Angela conta que pediu para o filho não levar a peça "Mistérios Gozosos" a Araraquara. "Eu não dou razão nem para o padre Baldan e nem para o meu filho. Mas eu pedi para o José Celso não levar a peça a Araraquara, porque eu tinha visto um pedacinho pela TV Cultura e não gostei. Mas ele me disse que queria levar a peça com muito amor e muito carinho. Eu não sei por que ele faz essas coisas", diz Angela.
A mãe de Zé Celso conta que, quando menino, ele era muito religioso. "Eu e meu marido sempre educamos nossos filhos com muita religião e carinho. José Celso gostava muito de ir à missa, sempre com o livro da igreja na mão, e era muito carinhoso com a família."
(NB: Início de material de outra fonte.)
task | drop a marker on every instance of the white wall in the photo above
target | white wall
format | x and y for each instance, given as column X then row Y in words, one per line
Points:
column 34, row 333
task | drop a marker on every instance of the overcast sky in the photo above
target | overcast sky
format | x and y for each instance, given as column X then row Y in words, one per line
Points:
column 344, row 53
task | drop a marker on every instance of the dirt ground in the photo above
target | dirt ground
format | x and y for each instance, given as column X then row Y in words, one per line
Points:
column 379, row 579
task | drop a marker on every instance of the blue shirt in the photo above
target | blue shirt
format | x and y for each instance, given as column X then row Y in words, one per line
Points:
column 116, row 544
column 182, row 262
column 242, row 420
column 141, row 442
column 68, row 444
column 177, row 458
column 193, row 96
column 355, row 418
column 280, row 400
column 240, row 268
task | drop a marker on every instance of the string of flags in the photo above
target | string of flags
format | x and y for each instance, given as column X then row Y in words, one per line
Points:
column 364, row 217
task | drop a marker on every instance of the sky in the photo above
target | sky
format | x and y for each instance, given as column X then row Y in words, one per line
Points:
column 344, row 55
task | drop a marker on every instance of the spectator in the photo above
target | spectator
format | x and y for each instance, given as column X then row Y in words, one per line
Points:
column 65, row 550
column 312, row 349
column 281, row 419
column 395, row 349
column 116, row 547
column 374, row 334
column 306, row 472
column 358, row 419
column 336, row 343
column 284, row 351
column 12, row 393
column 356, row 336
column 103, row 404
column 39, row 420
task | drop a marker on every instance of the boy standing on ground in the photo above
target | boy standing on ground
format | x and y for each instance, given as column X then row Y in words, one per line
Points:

Por isso, a idéia de ver o filho fazendo teatro demorou a ser aceita por Angela. "Na verdade, só fiquei sabendo que ele estava trabalhando com isso quando a dona de um teatro ligou para a nossa casa dizendo que meu filho era irresponsável, que não havia comparecido aos ensaios. Até então, ele não tinha me contado nada. Demorei a me acostumar com isso", diz.
A pior fase foi durante o período militar. "Eu falei inúmeras vezes para o José Celso largar isso, para ir cuidar da vida. Mas ele sempre disse que o teatro era a vida dele. Quando foi preso, pedi a várias autoridades que soltassem meu filho. Falei com um arcebispo, e ele disse que eu podia visitá-lo no 'hospital', que na verdade era uma prisão. Ele estava muito machucado, cheio de vergões. "Logo depois, saiu do país."
Angela assistiu a várias peças de Zé Celso. "No começo, sempre vinha a São Paulo com o meu marido e ia ao teatro. Gostei de 'Pequenos Burgueses' e 'Os Inimigos'. Mas já achava meu filho muito ousado. Hoje não vou mais ao teatro, pois tenho problemas para andar", diz.